After Lenny is tucked into her bed with a blessing of dreams full of adventurous rides, we wage war with the dishes speaking softly about everything and nothing: India's miserable outing at the cricket world cup, the coming elections, the neighbor's sick dog, lenny's friends, the temple festival, her work and the list goes on...Nothing is debated, everything is mentioned and specifics will be discussed later based on the importance and priority of each. The day slowly winds down for us and after making sure that the doors and windows are properly secured and Lenny safely travelling her dreams, we move into our sanctum.

The Man (1/?)

(2003- Coastal India - Rubber Plantation: The plantation manager, in his early 40s, in his office preparing to leave. Takes the bag from the little wooden cupboard near the window, puts his lunch tiffin in, tucks in his umbrella and zips up the bag. Slinging it over his shoulders, he takes a cursory look at his locked drawers and some inconsequential papers still on the table and leaves the room waving at some lingering folk outside.)

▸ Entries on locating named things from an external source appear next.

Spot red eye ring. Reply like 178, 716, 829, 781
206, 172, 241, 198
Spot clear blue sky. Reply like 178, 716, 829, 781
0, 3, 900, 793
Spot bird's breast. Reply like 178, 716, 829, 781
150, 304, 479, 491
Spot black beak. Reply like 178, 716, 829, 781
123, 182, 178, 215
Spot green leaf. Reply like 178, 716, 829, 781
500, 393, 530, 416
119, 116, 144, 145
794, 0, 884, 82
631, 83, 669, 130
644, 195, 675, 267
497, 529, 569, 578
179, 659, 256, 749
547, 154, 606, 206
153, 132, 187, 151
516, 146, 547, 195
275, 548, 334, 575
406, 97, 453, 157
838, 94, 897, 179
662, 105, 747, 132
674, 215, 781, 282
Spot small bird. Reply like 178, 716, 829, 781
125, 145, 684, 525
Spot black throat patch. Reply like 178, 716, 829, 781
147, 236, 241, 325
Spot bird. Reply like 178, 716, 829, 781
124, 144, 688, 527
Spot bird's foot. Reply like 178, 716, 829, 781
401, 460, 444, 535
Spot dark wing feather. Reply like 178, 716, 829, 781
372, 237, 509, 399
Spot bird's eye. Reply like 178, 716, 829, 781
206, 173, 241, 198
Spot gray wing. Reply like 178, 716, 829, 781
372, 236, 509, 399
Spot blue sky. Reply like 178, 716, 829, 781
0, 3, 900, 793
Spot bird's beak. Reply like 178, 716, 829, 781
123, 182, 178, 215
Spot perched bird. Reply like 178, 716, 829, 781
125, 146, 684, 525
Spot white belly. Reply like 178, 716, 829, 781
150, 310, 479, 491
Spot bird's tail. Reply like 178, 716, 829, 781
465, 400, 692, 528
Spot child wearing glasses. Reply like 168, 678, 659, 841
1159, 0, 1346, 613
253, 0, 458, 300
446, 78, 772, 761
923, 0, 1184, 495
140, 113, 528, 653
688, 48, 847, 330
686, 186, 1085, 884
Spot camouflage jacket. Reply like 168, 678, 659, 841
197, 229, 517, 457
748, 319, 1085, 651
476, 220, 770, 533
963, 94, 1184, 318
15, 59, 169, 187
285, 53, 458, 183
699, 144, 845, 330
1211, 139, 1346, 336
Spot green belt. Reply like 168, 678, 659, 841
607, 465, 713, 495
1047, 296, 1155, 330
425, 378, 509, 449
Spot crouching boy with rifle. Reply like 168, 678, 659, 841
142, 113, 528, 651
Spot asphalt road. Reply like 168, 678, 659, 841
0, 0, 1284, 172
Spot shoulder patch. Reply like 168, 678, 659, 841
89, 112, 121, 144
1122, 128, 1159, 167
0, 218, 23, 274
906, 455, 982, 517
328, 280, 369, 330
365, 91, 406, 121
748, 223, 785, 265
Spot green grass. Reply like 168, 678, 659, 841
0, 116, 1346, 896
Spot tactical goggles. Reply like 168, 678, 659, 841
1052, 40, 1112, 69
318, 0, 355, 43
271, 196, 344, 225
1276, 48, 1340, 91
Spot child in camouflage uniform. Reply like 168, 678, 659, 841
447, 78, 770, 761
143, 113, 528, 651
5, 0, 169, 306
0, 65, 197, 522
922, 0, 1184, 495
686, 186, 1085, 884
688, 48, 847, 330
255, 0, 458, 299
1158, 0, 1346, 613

Lingering: That dark man in the dark trousers, pale checked shirt with the bottons neatly done, steel watch on his wrist, wears black sandals everytime. Every Friday, he is always by that sal which skirts the pond tending to his cycle. But he scares me because I know that naught is wrong with his cycle any of these times. He watches me, I know that too. How? I can feel it. Feelings are our sixth sense at work: cannot be ignored. I walk fast past him and increase my pace as I walk keeping the trees carefully behind me; he raises my hackles: he scares me. It has been eight years, it is long enough, I thought it was long enough, it should have been long enough to let me live, to let still waters be, to not throw this pebble into my quiet existence.

But who can reason with paranoia. Because what else is this. And I must not get this way. Erase that frown from your face - you are losing touch, you need to practice. Visibly schooling my face, I keep up my pace till the cycle parking. Casting a practised nonchalant look around the shed and the trees behind it as well as the way I rushed in from, I wheel the cycle to face the road. By the time, I am home 7 minutes later, I have worked up a sweat - a combined result of the cycling and the anxiety.